An innovative data collection method to eliminate the preprocessing phase in web usage mining
Ozkan Canay, Umit Kocabicak
TL;DR
This work tackles the preprocessing bottleneck in web usage mining by introducing a server-side, application-based logging API embedded in a three-tier CAWIS framework that collects and stores usage data as homogeneous relational records. The method eliminates the need for extensive preprocessing and provides complete data ownership and faster data collection, suitable for real-time analytics, web analytics, and AI-driven insights. Experimental results from a university web application demonstrate scalable data capture (e.g., 22,104 sessions and 161,672 pageviews in 24 hours) and rich multi-dimensional analyses across users, devices, IPs, and search behavior. While offering clear practical benefits for privacy-preserving, on-site data collection, the approach acknowledges limitations such as missing client-side screen data and outlines future ETL-driven data warehouse integration for long-term analytics.
Abstract
The underlying data source for web usage mining (WUM) is commonly thought to be server logs.

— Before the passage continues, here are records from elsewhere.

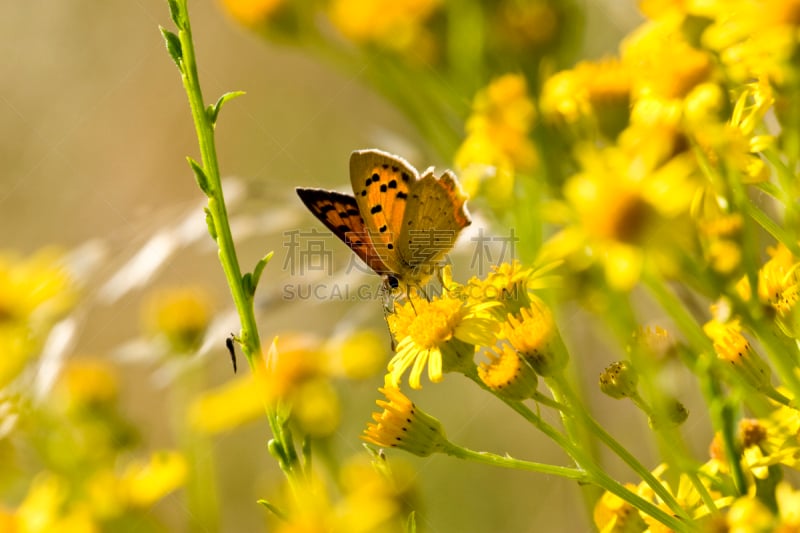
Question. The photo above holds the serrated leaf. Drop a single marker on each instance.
(263, 262)
(273, 509)
(175, 13)
(213, 110)
(174, 47)
(247, 284)
(200, 176)
(411, 524)
(210, 223)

However, access log files ensure quite limited data about the clients. Identifying sessions from this messy data takes a considerable effort, and operations performed for this purpose do not always yield excellent results. Also, this data cannot be used for web analytics efficiently. This study proposes an innovative method for user tracking, session management, and collecting web usage data. The method is mainly based on a new approach for using collected data for web analytics extraction as the data source in web usage mining. An application-based API has been developed with a different strategy from conventional client-side methods to obtain and process log data. The log data has been successfully gathered by integrating the technique into an enterprise web application. The results reveal that the homogeneous structured data collected and stored with this method is more convenient to browse, filter, and process than web server logs. This data stored on a relational database can be used effortlessly as a reliable data source for high-performance web usage mining activity, real-time web analytics, or a functional recommendation system.